Burton testified that having reviewed the hospital records, he concluded the baby at first appeared reasonably healthy. “In photographs he looks like a normal well-developed 8-month-old child,” Burton said.
But over time the hematoma or “mass of blood” building in the child’s brain would have caused his condition to deteriorate, he said. The trauma to the brain’s right side would cause it to swell and push into the left hemisphere.
The baby was flown by helicopter to the Scottish Rite children’s hospital in Atlanta, a level-1 trauma center, where surgeons removed a patch of skull to relieve the pressure within. The child died there the following Jan. 6.
Had the child gone to Scottish Rite first, he might have survived, Burton said, contradicting physicians who Tuesday testified the boy likely would have died regardless of his initial treatment.
Had the infant got level-1 trauma treatment right away, “he would be neurologically damaged, but could have survived,” Burton said.
Both the defense and the prosecution rested their cases Wednesday, and Judge Frank Jordan Jr. set closing arguments for 9 a.m. today in his Government Center courtroom.
Hinkson declined to testify in his own defense.

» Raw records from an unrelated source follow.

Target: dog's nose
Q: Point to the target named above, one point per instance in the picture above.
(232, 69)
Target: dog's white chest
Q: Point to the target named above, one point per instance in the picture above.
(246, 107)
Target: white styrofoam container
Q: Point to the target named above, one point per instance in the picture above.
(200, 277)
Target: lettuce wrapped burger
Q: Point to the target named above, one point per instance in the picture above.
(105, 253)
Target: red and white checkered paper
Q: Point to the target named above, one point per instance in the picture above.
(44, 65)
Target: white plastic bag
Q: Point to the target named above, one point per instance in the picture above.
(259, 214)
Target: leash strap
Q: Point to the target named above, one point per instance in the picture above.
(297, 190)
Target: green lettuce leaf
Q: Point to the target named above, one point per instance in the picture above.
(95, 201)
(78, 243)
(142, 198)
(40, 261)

Wolfe on Wednesday morning tried to get Jordan to dismiss one of the charges against Hinkson, a count of malice or intentional murder. Hinkson also faces two counts of felony murder for allegedly killing Cabanayan while committing the underlying felonies of aggravated assault and first-degree child cruelty.
Wolfe said the court had heard not “an iota of evidence” showing Hinkson intended to kill his son. The defendant obviously had no “intent to kill” as shown by his remorse at thinking he had injured his son, even contemplating suicide.

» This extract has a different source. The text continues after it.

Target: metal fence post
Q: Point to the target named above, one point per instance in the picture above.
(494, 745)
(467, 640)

Physicians testified to the extent of the baby’s injury, “but nobody said it was an apparent attempt to end the child’s life,” the attorney told Jordan.
Hocutt countered that whether Hinkson acted maliciously was for the jury to decide: Intent can be inferred by the evidence, and the jury must consider “the totality of the circumstances.”
“I’m going to defer a ruling at this time,” Jordan told the lawyers.